- Branch: Sri Lanka Army
- Rank: Major General
- Unit: Sri Lanka Army Medical Corps
- Commands: Director, Army Medical Services, Colonel Commandant, Sri Lanka Army Medical Corps
- Conflicts: 1971 Insurrection, Sri Lankan Civil War, Insurrection 1987-89
- Awards: Uttama Seva Padakkama

= Chelliah Thurairaja =

Sri Lankan physician

Major General Dr. Chelliah Thurairaja, USP, SLMC was a Sri Lankan military physician, Sri Lankan Army general and sportsman. He was the former Director of Army Medical Services and Colonel Commandant of the Sri Lanka Army Medical Corps. A triple international in basketball, badminton and golf, he is the only Sri Lankan to represent the country in two sports disciplines at the Asian Games-in 1966 in basketball and in 1982 in golf, later winning the gold medal in golf at the World Masters Games 2002.

Educated at the Royal College, Colombo, where he was an all-round student taking part in cricket, rugby, basketball, badminton, athletics and boxing winning colours in four sports. He played in the Bradby Shield Encounter. Moving on to the University of Ceylon to study medicine and was one of the top ranked in his batch. He was the University sportsman of the year 1961–62.
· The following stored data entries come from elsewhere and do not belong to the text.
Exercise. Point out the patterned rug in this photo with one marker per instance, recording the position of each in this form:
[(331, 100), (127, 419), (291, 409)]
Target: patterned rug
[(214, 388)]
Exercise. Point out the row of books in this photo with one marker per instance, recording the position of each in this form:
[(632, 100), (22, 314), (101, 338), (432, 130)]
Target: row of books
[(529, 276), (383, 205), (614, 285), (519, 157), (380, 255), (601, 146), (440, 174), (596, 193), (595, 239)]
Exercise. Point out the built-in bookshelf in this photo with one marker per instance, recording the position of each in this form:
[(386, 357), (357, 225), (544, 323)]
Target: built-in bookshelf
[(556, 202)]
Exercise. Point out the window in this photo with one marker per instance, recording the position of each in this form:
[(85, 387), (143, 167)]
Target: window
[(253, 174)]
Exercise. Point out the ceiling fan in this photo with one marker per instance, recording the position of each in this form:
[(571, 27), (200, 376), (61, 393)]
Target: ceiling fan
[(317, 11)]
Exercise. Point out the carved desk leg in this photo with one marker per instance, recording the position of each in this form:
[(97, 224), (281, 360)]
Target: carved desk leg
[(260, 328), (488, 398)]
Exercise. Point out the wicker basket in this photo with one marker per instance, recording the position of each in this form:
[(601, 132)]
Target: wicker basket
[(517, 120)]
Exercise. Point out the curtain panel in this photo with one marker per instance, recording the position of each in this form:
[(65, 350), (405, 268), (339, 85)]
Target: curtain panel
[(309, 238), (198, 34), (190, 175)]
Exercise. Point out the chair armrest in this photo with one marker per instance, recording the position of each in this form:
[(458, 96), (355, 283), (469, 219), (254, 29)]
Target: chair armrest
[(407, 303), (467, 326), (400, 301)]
A keep rugby player, he played for Havelock Sports Club in 1961, which year they won the Clifford Cup. His international rugby career included games against the Combined Universities and Barbarians as a member of the Defence Services rugby team. Dr Thurairaja captained the Ceylon basketball team. Dr Thurairaja won the gold medal in golf at the World Masters Games 2002 and captained the Asian Games contingent from Sri Lanka.
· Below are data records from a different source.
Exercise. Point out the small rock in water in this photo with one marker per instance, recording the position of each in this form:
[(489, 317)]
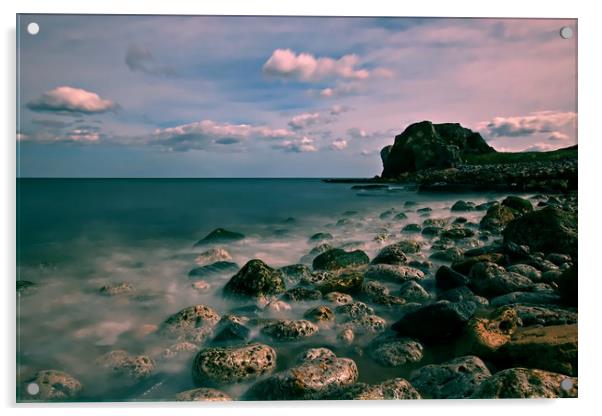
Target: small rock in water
[(117, 289), (121, 363), (216, 366), (193, 324), (202, 394), (217, 268), (289, 330), (319, 373), (524, 383), (255, 279), (455, 379), (220, 235), (338, 259), (212, 255), (55, 385)]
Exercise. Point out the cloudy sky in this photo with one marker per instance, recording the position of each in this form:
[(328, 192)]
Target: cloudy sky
[(184, 96)]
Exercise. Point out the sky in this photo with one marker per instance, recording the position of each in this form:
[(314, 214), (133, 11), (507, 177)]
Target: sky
[(211, 96)]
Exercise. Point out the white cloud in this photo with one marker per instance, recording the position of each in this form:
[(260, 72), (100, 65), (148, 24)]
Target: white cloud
[(539, 122), (66, 99), (210, 134), (339, 144), (286, 63), (299, 145)]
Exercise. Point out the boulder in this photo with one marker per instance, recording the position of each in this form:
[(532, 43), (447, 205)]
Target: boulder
[(213, 269), (290, 330), (426, 145), (395, 389), (56, 386), (255, 279), (436, 321), (194, 324), (551, 348), (220, 235), (490, 280), (337, 258), (211, 256), (524, 383), (203, 394), (391, 350), (549, 230), (121, 363), (217, 366), (318, 374), (448, 278), (454, 379)]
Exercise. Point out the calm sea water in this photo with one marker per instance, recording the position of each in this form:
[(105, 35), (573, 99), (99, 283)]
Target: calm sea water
[(76, 235)]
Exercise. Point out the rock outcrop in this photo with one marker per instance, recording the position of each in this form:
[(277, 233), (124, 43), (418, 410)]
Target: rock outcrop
[(426, 145)]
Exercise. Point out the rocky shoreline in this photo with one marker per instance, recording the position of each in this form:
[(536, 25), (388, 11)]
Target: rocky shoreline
[(502, 303)]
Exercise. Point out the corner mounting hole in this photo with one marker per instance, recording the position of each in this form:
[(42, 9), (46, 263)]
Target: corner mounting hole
[(566, 32), (33, 28), (566, 384), (33, 389)]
After completing his medical training and qualifying as a doctor, he joined the Ceylon Army in 1961 as a Capitan in the Medical Corp. His career in the army lasted 37 years, when he retired in 1998 as a Major General, the Head of the Medical Corp and Director of Army Medical Services as well as the Medical Advisor to the Sri Lankan Army. General Thurairaj has received the Uttama Seva Padakkama (USP) and the Sri Lanka Armed Services Long Service Medal.
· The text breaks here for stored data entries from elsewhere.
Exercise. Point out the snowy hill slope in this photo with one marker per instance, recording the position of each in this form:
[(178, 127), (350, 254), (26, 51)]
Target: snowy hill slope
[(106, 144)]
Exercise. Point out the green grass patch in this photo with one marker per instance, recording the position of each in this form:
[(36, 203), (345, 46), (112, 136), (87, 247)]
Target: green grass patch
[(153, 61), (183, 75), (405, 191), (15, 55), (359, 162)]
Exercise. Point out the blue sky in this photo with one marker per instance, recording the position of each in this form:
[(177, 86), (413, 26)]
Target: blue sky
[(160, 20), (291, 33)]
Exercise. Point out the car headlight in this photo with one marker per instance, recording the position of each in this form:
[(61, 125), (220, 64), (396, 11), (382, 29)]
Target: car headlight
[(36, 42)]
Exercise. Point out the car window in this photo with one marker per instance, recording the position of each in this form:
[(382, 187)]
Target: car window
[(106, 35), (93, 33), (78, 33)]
Dr. Thurairaja is a qualified consultant radiologist and in sports medicine. He was the President of the Sri Lanka Sports Medicine Association, Vice-President of Asian Federation of Sports Medicine and an Executive Committee Member of the International Federation of Sports Medicine. He had also authored four manuals on sports medicine.

He was married to the late Menik Thurairaja (née Perera), and they have three children – Ruvi, Leisha and Michele, and is now married to Loret Thurairaja.